[Wittrs] Re: The Tractarian vs. the Author of the Philosophical Investigations

  • From: "gabuddabout" <gabuddabout@xxxxxxxxx>
  • To: wittrsamr@xxxxxxxxxxxxx
  • Date: Sat, 21 Aug 2010 20:46:57 -0000

Wittgenstein wrote:

> 6.421
>
> It is clear that ethics cannot be expressed.
>
> Ethics is transcendental.
>
> (Ethics and æsthetics are one.)


Stuart (> from here on out)) wrote:

> I cannot imagine the later Wittgenstein asserting claims about the
transcendental. What does the word mean?


Since W. is borrowing heavily from Schop., and Schop. was borrowing terminology 
from Kant, and Kant distinguished between the transcendent and transcendentAL, 
what is meant by transcendental for W. is most likely "pertaining to the mind's 
categories."  By "expressed," I'm guessing is meant some proposition that 
denotes, whether using atomic signifiers alone or some more complex way of 
signifying.  This interpretation allows for the type of meaningful talk (of 
ethics, aesthetics, how crumpled shirts may make one feel) we'll find in the 
Investigations, where discussion of how people use words is the subject matter 
of philosophy, if it has one.



> It suggests a word or phrase that
somehow points at something that cannot be actually pointed at. This is wholly
inconsistent with the later Wittgensteinian philosophy where words are seen to
do a great many things, including but not limited to pointing, and where words
that do point are seen to have no purpose and no meaning if they are not
actually able to pick out
what they are pointing at.


If you take in my reading above, you'll see that his earlier view was not that 
inconsistent with his later view--he was having trouble with his earlier view 
when entertaining it.  Then he thought the earlier TLP at the end of the day 
elucidatory.  Then he thought the TLP nonsense because its subject matter was 
about sense (and reference) when in ordinary language you have sense and 
reference without having to talk about sense and reference.  Or something like 
that..



> Although Wittgenstein continues to concern himself
with language and meaning and so forth, he has done a 180 degree turn away from
the metaphysical musings that informed his work in the Tractatus.

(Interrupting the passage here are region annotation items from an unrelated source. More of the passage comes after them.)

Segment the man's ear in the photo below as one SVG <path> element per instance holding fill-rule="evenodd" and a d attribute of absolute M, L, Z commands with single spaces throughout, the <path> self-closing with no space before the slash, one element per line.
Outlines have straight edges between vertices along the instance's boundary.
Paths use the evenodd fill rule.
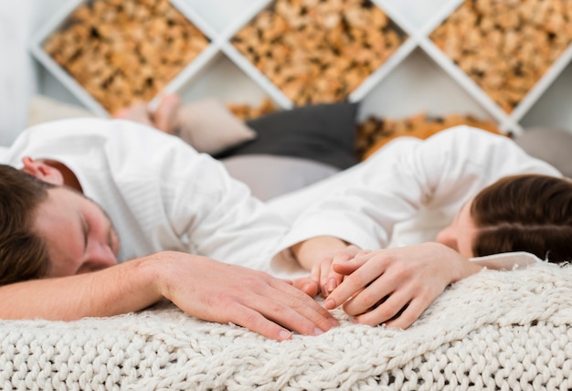
<path fill-rule="evenodd" d="M 22 163 L 24 164 L 22 171 L 25 173 L 34 175 L 37 179 L 48 182 L 48 184 L 56 185 L 62 185 L 64 184 L 64 176 L 61 171 L 47 164 L 41 160 L 34 160 L 29 156 L 26 156 L 22 158 Z"/>

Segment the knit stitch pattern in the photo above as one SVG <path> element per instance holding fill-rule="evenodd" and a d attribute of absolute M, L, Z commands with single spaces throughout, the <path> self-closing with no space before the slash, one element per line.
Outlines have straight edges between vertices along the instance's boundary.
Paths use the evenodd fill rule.
<path fill-rule="evenodd" d="M 170 303 L 76 322 L 0 321 L 0 388 L 553 390 L 572 388 L 572 267 L 484 270 L 408 329 L 354 324 L 265 339 Z"/>

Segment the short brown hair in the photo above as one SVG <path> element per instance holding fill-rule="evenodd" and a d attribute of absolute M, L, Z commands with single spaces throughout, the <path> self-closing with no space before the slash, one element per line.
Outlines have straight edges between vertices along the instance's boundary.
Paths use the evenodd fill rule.
<path fill-rule="evenodd" d="M 572 260 L 572 182 L 540 174 L 508 176 L 473 199 L 478 256 L 527 251 L 541 259 Z"/>
<path fill-rule="evenodd" d="M 48 248 L 34 232 L 34 221 L 51 187 L 29 174 L 0 164 L 0 285 L 46 276 Z"/>

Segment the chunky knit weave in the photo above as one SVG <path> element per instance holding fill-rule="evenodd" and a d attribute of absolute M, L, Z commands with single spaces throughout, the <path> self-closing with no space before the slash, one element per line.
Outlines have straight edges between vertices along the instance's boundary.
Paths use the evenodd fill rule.
<path fill-rule="evenodd" d="M 1 389 L 570 389 L 572 267 L 482 271 L 406 331 L 342 325 L 277 343 L 171 304 L 0 322 Z"/>

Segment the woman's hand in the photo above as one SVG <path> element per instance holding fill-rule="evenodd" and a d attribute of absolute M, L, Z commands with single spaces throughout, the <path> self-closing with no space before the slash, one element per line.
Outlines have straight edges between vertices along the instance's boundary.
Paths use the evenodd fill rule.
<path fill-rule="evenodd" d="M 345 276 L 325 301 L 359 323 L 405 329 L 451 282 L 482 269 L 439 243 L 362 252 L 332 269 Z"/>

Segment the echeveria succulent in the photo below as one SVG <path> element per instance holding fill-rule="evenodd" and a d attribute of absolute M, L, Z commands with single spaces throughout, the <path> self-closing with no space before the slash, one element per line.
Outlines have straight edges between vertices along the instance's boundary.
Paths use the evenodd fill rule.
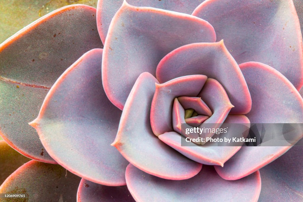
<path fill-rule="evenodd" d="M 283 145 L 182 143 L 216 136 L 184 127 L 303 123 L 302 3 L 99 0 L 25 27 L 0 45 L 0 135 L 33 160 L 0 142 L 0 193 L 301 201 L 301 131 Z"/>

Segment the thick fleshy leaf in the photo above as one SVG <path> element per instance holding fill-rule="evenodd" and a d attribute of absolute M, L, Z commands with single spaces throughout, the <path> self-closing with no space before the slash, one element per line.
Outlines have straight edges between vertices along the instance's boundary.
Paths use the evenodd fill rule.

Actually, the TLP was also about how metaphysical musings don't amount to much. 
 But he stole this from Schop.  See Schop.'s "Epiphilosophy" found in the 
second volume of his _World as Will and Representation_.  And an excellent 
companion to that is his second volume chapter:  "On Man's Need for 
Metaphysics."

Put my way, the TLP was about talking about how some talkings about don't 
amount to much.  The Investigations just went at ways of talking regardless.



> I don't honestly see how we can study and appreciate Wittgenstein without
recognizing the radical shift and its implications for the earlier work.


The radical shift was simply not to talk about (in the Investigations) how well 
he'd dismissed metaphysics in the Tractatus, having done it in a way that 
couldn't be said but only shown.  And not whistled either, according to 
Ramsey's joke.

It's not much of a radical shift to go from there to discussing ordinary 
language issues.

The thing is that W., if he were honest, would have publically acknowledged a 
debt to Schopenhauer.  Note also that Schop. is constantly pulling examples of 
early writing and commenting on word use, among other things.

Now just so we're clear, I don't agree with everything Schop. has said.  And 
you can see that I found a fair bit of the TLP retarded as good philosophy.  
(by the way, it is very bad to think that modern philosophy is reproducing the 
mistakes the TLP was warning against--very bad, because doing so makes the 
mistake the TLP warned against, i.e., saying something about everything in 
general, like "All philosophy is bad.  Bad, bad, bad")

For example, Schop. wanted to characterize the thing in itself negatively as 
that which admitted no plurality.  I abbreviate "thing in itself" in the 
singular as TIT, especially as it lends itself to a joke.

Nietzsche, on the other hand, wanted to characterize things as they are in 
themselves as having original plurality, the property of being finite in 
number, and he thought this was just TITS--or that a philosophy of TITS should 
seem tits, meaning cool in this context, but not as cool as a witch's one teet.

Ironically, or so it would appear, Schop. chased more TITS than Nietzsche.  But 
really, Schop. made the point that chasing just TIT (read: transcendent 
metaphysics) didn't amount to much--and that's one., just one, of the sense 
that Nietzsche had of him in "Schopenhauer as Educator."  So W. might have 
acknowledged Niet. too, since it was Niet. who preached against a complete 
infinity in the form of necessary original plurality--but that was because of 
what we couldn't think (others will claim that arguments from conceivability 
are notorious nonstarters).  And note that the inconceivability claim of 
Searle's vis a vis strong AI is about the inconceivability of functional 
explanation doing the kind of work good scientific explanation ought.

So the ref's are Schop.'s WWR, vol.2; Niet.'s "Schop. as Educator."